Bank ETFs: Sometimes Smaller is Better

In terms of market cap spectrums and sectors, there are at least two certainties in the current market environment. First, small-caps are on fire. Last Friday, three small-cap exchange traded funds made new highs and the Russell 2000 is up more than 2% over the past month.

Second, amid all the fervor about rising interest rates, financial services equities and ETFs are spending ample, deserved time in the limelight. After being on the receiving end of $545 million of inflows last month, the Financial Select Sector SPDR (NYSEArca: XLF) has added $1.3 billion in new assets since the start of June. [Promising Signs for Bank ETFs]

Combining financial services and small-caps under the umbrella of one ETF is a reality with the PowerShares S&P SmallCap Financials Portfolio (NasdaqGM: PSCF), the small-cap answer to the widely followed XLF. The $121.8 million PSCF debuted in April 2010 and is home to 124 stocks, none of which command more than 2% of the ETF’s weight.

Smaller banks, notably community banks, have suffered as sweeping regulations under the Dodd–Frank Wall Street Reform and Consumer Protection Act pressure profits. However, the smaller banks are pressuring regulators to relax rules that were meant for larger banks. [Small Bank, Financial ETFs Could Capitalize on Looser Regulations]

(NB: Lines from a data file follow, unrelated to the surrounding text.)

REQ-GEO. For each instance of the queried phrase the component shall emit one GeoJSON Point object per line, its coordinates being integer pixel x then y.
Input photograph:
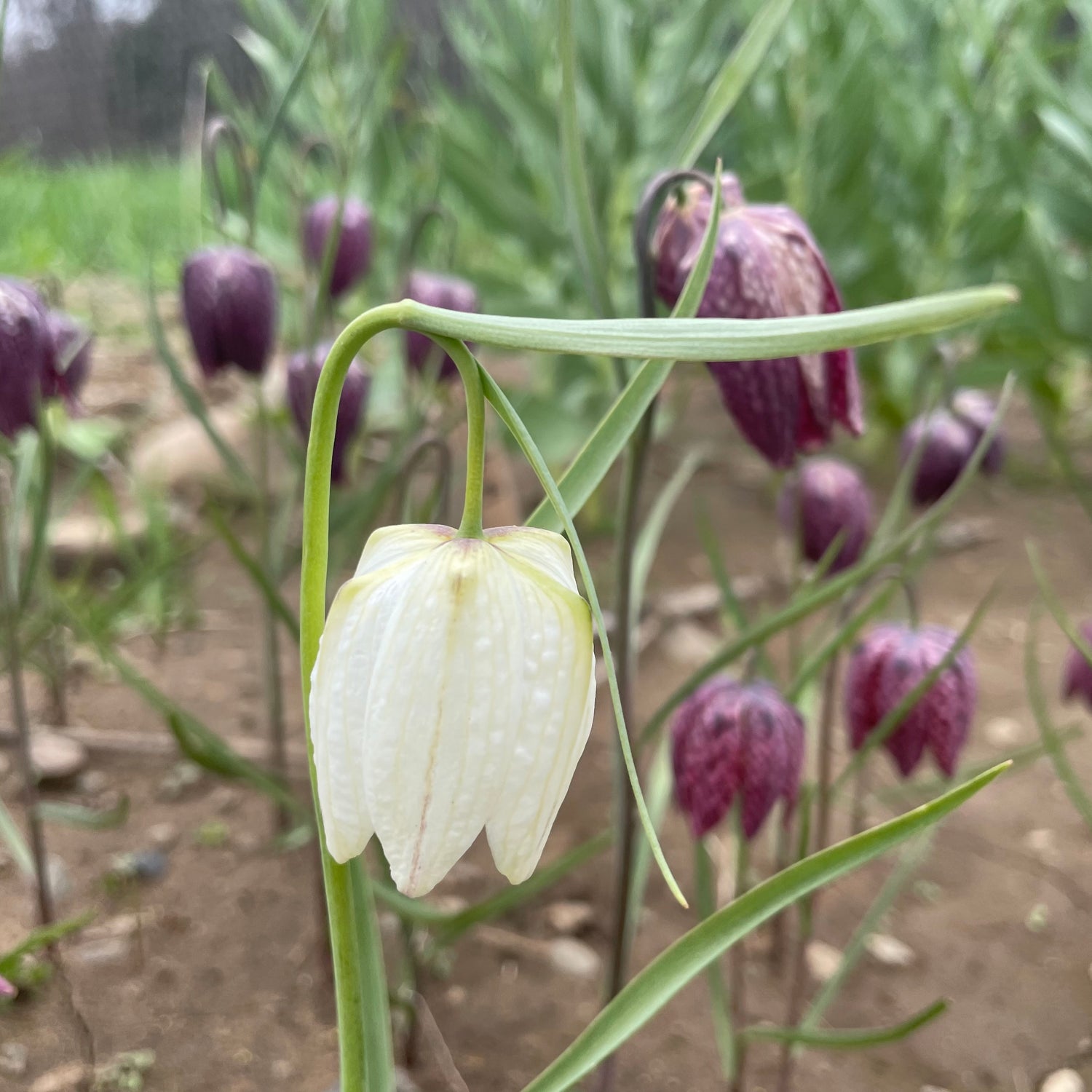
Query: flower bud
{"type": "Point", "coordinates": [889, 663]}
{"type": "Point", "coordinates": [229, 299]}
{"type": "Point", "coordinates": [978, 411]}
{"type": "Point", "coordinates": [947, 443]}
{"type": "Point", "coordinates": [436, 290]}
{"type": "Point", "coordinates": [304, 371]}
{"type": "Point", "coordinates": [25, 352]}
{"type": "Point", "coordinates": [353, 257]}
{"type": "Point", "coordinates": [70, 358]}
{"type": "Point", "coordinates": [733, 737]}
{"type": "Point", "coordinates": [823, 499]}
{"type": "Point", "coordinates": [454, 690]}
{"type": "Point", "coordinates": [766, 264]}
{"type": "Point", "coordinates": [1077, 681]}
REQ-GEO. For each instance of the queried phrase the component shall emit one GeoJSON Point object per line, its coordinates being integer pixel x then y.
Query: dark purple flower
{"type": "Point", "coordinates": [353, 257]}
{"type": "Point", "coordinates": [70, 360]}
{"type": "Point", "coordinates": [978, 411]}
{"type": "Point", "coordinates": [25, 354]}
{"type": "Point", "coordinates": [825, 498]}
{"type": "Point", "coordinates": [885, 668]}
{"type": "Point", "coordinates": [733, 737]}
{"type": "Point", "coordinates": [229, 299]}
{"type": "Point", "coordinates": [1077, 681]}
{"type": "Point", "coordinates": [436, 290]}
{"type": "Point", "coordinates": [947, 443]}
{"type": "Point", "coordinates": [766, 266]}
{"type": "Point", "coordinates": [304, 373]}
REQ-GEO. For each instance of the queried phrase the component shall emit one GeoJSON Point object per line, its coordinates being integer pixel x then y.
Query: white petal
{"type": "Point", "coordinates": [400, 543]}
{"type": "Point", "coordinates": [447, 692]}
{"type": "Point", "coordinates": [544, 550]}
{"type": "Point", "coordinates": [550, 734]}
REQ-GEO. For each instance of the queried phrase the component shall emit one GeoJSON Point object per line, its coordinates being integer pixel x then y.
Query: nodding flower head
{"type": "Point", "coordinates": [827, 498]}
{"type": "Point", "coordinates": [353, 256]}
{"type": "Point", "coordinates": [304, 371]}
{"type": "Point", "coordinates": [766, 266]}
{"type": "Point", "coordinates": [229, 301]}
{"type": "Point", "coordinates": [735, 740]}
{"type": "Point", "coordinates": [886, 666]}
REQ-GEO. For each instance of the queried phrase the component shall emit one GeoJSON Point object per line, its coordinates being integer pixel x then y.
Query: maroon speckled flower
{"type": "Point", "coordinates": [436, 290]}
{"type": "Point", "coordinates": [825, 498]}
{"type": "Point", "coordinates": [978, 411]}
{"type": "Point", "coordinates": [231, 303]}
{"type": "Point", "coordinates": [303, 381]}
{"type": "Point", "coordinates": [947, 443]}
{"type": "Point", "coordinates": [25, 354]}
{"type": "Point", "coordinates": [885, 668]}
{"type": "Point", "coordinates": [733, 737]}
{"type": "Point", "coordinates": [1077, 681]}
{"type": "Point", "coordinates": [70, 360]}
{"type": "Point", "coordinates": [353, 257]}
{"type": "Point", "coordinates": [766, 266]}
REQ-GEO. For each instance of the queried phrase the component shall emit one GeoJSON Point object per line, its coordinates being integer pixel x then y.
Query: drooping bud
{"type": "Point", "coordinates": [946, 445]}
{"type": "Point", "coordinates": [353, 256]}
{"type": "Point", "coordinates": [229, 299]}
{"type": "Point", "coordinates": [454, 690]}
{"type": "Point", "coordinates": [731, 738]}
{"type": "Point", "coordinates": [70, 360]}
{"type": "Point", "coordinates": [1077, 681]}
{"type": "Point", "coordinates": [25, 352]}
{"type": "Point", "coordinates": [889, 663]}
{"type": "Point", "coordinates": [823, 499]}
{"type": "Point", "coordinates": [978, 411]}
{"type": "Point", "coordinates": [766, 266]}
{"type": "Point", "coordinates": [304, 371]}
{"type": "Point", "coordinates": [436, 290]}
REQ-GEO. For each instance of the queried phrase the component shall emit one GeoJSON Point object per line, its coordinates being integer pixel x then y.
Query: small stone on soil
{"type": "Point", "coordinates": [823, 960]}
{"type": "Point", "coordinates": [890, 951]}
{"type": "Point", "coordinates": [574, 958]}
{"type": "Point", "coordinates": [1063, 1080]}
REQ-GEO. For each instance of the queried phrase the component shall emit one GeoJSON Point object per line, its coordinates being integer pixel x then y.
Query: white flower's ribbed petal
{"type": "Point", "coordinates": [544, 550]}
{"type": "Point", "coordinates": [447, 692]}
{"type": "Point", "coordinates": [559, 703]}
{"type": "Point", "coordinates": [340, 692]}
{"type": "Point", "coordinates": [400, 543]}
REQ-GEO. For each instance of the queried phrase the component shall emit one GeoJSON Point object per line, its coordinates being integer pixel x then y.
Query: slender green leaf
{"type": "Point", "coordinates": [860, 1039]}
{"type": "Point", "coordinates": [732, 81]}
{"type": "Point", "coordinates": [654, 986]}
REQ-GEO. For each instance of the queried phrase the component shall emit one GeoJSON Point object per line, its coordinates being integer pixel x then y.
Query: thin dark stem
{"type": "Point", "coordinates": [8, 607]}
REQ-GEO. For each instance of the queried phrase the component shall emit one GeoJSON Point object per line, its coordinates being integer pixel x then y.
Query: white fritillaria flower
{"type": "Point", "coordinates": [454, 690]}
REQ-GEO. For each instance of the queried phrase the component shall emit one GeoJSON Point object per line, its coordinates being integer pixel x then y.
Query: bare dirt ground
{"type": "Point", "coordinates": [225, 978]}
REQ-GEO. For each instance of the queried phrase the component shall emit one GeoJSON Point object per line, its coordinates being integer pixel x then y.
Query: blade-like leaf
{"type": "Point", "coordinates": [653, 987]}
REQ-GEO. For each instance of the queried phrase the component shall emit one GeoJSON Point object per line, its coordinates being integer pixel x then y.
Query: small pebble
{"type": "Point", "coordinates": [574, 958]}
{"type": "Point", "coordinates": [823, 960]}
{"type": "Point", "coordinates": [1063, 1080]}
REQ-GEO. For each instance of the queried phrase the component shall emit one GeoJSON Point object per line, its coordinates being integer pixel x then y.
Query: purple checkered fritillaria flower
{"type": "Point", "coordinates": [353, 256]}
{"type": "Point", "coordinates": [766, 266]}
{"type": "Point", "coordinates": [1077, 679]}
{"type": "Point", "coordinates": [229, 301]}
{"type": "Point", "coordinates": [304, 371]}
{"type": "Point", "coordinates": [889, 663]}
{"type": "Point", "coordinates": [25, 356]}
{"type": "Point", "coordinates": [436, 290]}
{"type": "Point", "coordinates": [731, 738]}
{"type": "Point", "coordinates": [823, 499]}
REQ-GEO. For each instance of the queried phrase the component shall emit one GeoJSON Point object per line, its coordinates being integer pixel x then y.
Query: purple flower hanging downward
{"type": "Point", "coordinates": [231, 303]}
{"type": "Point", "coordinates": [733, 737]}
{"type": "Point", "coordinates": [304, 371]}
{"type": "Point", "coordinates": [889, 663]}
{"type": "Point", "coordinates": [766, 266]}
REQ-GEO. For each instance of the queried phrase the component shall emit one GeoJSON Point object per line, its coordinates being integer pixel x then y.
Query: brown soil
{"type": "Point", "coordinates": [227, 984]}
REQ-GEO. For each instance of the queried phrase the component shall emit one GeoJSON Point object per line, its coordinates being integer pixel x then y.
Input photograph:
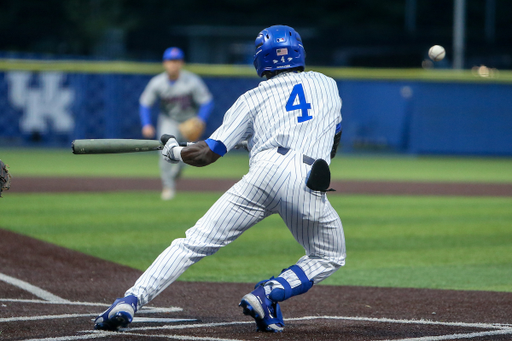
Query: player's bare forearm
{"type": "Point", "coordinates": [199, 155]}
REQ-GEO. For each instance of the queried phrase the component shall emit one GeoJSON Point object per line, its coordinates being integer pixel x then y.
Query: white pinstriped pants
{"type": "Point", "coordinates": [275, 184]}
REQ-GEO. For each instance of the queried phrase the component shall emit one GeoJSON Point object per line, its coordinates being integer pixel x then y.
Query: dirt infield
{"type": "Point", "coordinates": [51, 293]}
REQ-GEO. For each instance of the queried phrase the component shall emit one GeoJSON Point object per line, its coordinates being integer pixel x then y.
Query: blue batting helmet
{"type": "Point", "coordinates": [173, 53]}
{"type": "Point", "coordinates": [278, 47]}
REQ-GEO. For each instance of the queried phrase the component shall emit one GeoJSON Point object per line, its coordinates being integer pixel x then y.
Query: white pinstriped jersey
{"type": "Point", "coordinates": [299, 111]}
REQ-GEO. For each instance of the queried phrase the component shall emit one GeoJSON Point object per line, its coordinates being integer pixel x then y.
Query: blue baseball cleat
{"type": "Point", "coordinates": [265, 312]}
{"type": "Point", "coordinates": [119, 314]}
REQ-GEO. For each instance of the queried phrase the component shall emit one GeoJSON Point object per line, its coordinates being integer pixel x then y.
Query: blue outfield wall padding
{"type": "Point", "coordinates": [409, 116]}
{"type": "Point", "coordinates": [462, 119]}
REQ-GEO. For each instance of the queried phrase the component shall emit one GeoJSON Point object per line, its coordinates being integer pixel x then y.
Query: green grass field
{"type": "Point", "coordinates": [393, 241]}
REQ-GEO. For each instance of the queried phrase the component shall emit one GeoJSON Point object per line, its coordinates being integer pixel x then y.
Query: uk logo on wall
{"type": "Point", "coordinates": [44, 101]}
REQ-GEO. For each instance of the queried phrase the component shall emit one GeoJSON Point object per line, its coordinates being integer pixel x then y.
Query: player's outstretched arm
{"type": "Point", "coordinates": [199, 154]}
{"type": "Point", "coordinates": [196, 154]}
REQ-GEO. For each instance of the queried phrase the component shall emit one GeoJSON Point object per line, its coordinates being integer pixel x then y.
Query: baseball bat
{"type": "Point", "coordinates": [109, 146]}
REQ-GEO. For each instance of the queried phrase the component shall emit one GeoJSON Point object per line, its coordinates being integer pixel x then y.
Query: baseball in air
{"type": "Point", "coordinates": [436, 53]}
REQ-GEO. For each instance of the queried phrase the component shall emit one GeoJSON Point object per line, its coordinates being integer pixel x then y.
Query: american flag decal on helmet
{"type": "Point", "coordinates": [282, 52]}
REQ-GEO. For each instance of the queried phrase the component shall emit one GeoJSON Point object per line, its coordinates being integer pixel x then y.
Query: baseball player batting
{"type": "Point", "coordinates": [292, 125]}
{"type": "Point", "coordinates": [185, 105]}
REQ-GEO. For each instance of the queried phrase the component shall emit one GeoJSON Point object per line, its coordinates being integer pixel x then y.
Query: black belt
{"type": "Point", "coordinates": [306, 159]}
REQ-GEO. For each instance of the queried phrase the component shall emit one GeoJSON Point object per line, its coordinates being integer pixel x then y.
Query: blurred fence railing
{"type": "Point", "coordinates": [50, 103]}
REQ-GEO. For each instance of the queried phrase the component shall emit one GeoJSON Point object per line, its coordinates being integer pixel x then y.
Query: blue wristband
{"type": "Point", "coordinates": [217, 147]}
{"type": "Point", "coordinates": [145, 115]}
{"type": "Point", "coordinates": [205, 110]}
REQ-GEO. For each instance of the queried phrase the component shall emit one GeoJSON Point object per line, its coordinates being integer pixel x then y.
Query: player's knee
{"type": "Point", "coordinates": [285, 291]}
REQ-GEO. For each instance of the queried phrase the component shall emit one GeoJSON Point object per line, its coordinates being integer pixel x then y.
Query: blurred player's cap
{"type": "Point", "coordinates": [173, 53]}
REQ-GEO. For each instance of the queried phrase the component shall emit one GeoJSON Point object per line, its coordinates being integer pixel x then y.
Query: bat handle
{"type": "Point", "coordinates": [165, 137]}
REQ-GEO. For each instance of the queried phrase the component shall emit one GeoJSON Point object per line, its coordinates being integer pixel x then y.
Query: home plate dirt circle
{"type": "Point", "coordinates": [51, 293]}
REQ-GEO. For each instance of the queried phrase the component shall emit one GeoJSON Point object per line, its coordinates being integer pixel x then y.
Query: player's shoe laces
{"type": "Point", "coordinates": [120, 314]}
{"type": "Point", "coordinates": [265, 312]}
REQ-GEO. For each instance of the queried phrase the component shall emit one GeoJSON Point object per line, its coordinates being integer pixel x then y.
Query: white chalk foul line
{"type": "Point", "coordinates": [36, 291]}
{"type": "Point", "coordinates": [146, 309]}
{"type": "Point", "coordinates": [42, 317]}
{"type": "Point", "coordinates": [348, 318]}
{"type": "Point", "coordinates": [102, 334]}
{"type": "Point", "coordinates": [388, 320]}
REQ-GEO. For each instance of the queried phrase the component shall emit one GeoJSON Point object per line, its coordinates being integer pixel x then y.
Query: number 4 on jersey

PSCF allocates a third of its weight to real estate investment trusts (REITs), making REITs the ETF’s second-largest industry weight and implying some level of sensitivity to rising interest rates. However, PSCF more than offsets its REIT exposure with a 35.3% weight to banks, mostly of the regional and community variety, as well as an 11.3% weight to insurance providers.